Query: "I'd like to watch tv"
response: {"name": "MediaTurnOn", "parameters": {"area": "Woonkamer, Living room", "domain": ["media_player"], "name": "TV Woonkamer"}}.
It clearly has information about the entities I exposed but I expect a response more in the lines of: "I've turned on the TV for you" and it then actually happening.
After looking in the debug log I see that the speech indeed has the mediaplayer turn on command but the data target is empty. Is this correct behaviour and am I missing something obvious?
Raw debug response is attached to the post.
I've already tried the following:
I picked the llama3.1 model because it is the one that is suggested on the HA website but I have similar behaviour with other models that support tools.
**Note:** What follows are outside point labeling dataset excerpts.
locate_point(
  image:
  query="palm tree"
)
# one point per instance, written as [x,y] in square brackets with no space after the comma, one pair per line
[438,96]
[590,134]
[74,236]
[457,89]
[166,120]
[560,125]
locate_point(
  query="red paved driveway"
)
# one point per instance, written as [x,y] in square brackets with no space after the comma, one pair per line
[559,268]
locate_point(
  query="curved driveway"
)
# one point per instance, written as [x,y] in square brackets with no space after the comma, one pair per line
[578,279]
I've reduced the amount of exposed entities to 25 but it makes no difference. Even with 100 entities exposed the response I get is snappy and from the information I do get back it seems to pick a correct action (or at least the right intent to said action). I've also tried to increase the context window size but that made no difference either.
I've also removed my custom sentences and tried with prefer local processing off and on. The local processing seems to work but I've turned it off for debugging purposes right now.
Hopefully someone can point me in the correct direction. I feel like I'm 95% of the way there.